O CEO da SafeMoon, Braden John Karony, foi condenado na terça-feira a 100 meses de prisão pelo Juiz Distrital Eric Komitee, do Distrito Leste de Nova Iorque, pelo seu envolvimento num esquema que defraudou investidores no token SafeMoon (SFM).
Karony, que poderia ter enfrentado até 45 anos de prisão, foi condenado em maio passado por conspiração para cometer fraude de valores mobiliários, fraude eletrónica e branqueamento de capitais. Além da sentença, foi ordenado a pagar uma confiscação de 7,5 milhões de dólares, com a restituição às vítimas ainda por determinar.
A sua defesa destacou o cérebro ainda em desenvolvimento de Karony, o serviço prestado pelos seus pais ao país e a sua bondade, segundo relatos do tribunal do Inner City Press. A apelação, no entanto, parece ter sido ignorada, embora a sua sentença—de 8 anos e 4 meses—fique aquém dos 12 anos solicitados pelo governo pelos seus crimes.
“Karony mentiu a investidores de todas as origens—incluindo veteranos militares e americanos trabalhadores—e defraudou milhares de vítimas para comprar mansões, carros desportivos e camiões personalizados,” afirmou o Procurador dos Estados Unidos, Joseph Nocella, numa declaração. “A sentença de hoje demonstra que há consequências significativas para crimes financeiros.”
A SafeMoon cresceu até cerca de 8 mil milhões de dólares de capitalização de mercado em 2021, usando uma mecânica de imposto de transação de 10% concebida para beneficiar os detentores. Deste imposto, metade foi projetada para ser automaticamente reinvestida nos detentores de tokens, enquanto a outra metade deveria entrar em pools de liquidez para fortalecer a negociação do ativo.

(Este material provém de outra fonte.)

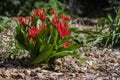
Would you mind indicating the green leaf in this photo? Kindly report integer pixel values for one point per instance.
(72, 47)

Mas foi descoberto que Karony desviou e usurpou fundos destinados a esses pools de liquidez, defraudando investidores no token ao manter acesso ao que eles pensavam ser tokens “bloqueados”.
“Ele enganou investidores, usando os seus fundos para expandir luxuosamente o seu portefólio com casas de milhões de dólares e carros de luxo,” afirmou Harry Chavis, Agente Especial do IRS-CI em Nova Iorque. “Ao empregar transações complexas para obscurecer o movimento destes lucros ilícitos, Karony adquiriu mais de 9 milhões de dólares em ativos cripto,” acrescentou.
Karony e o seu co-conspirador Thomas Smith foram inicialmente acusados em 2023 e também enfrentam uma ação civil da SEC. Smith declarou-se culpado de conspiração para cometer fraude de valores mobiliários e fraude eletrónica, aguardando sentença.
Um terceiro alegado co-conspirador, Kyle Nagy, continua foragido, de acordo com o Escritório do Procurador dos Estados Unidos do Distrito Leste de Nova Iorque.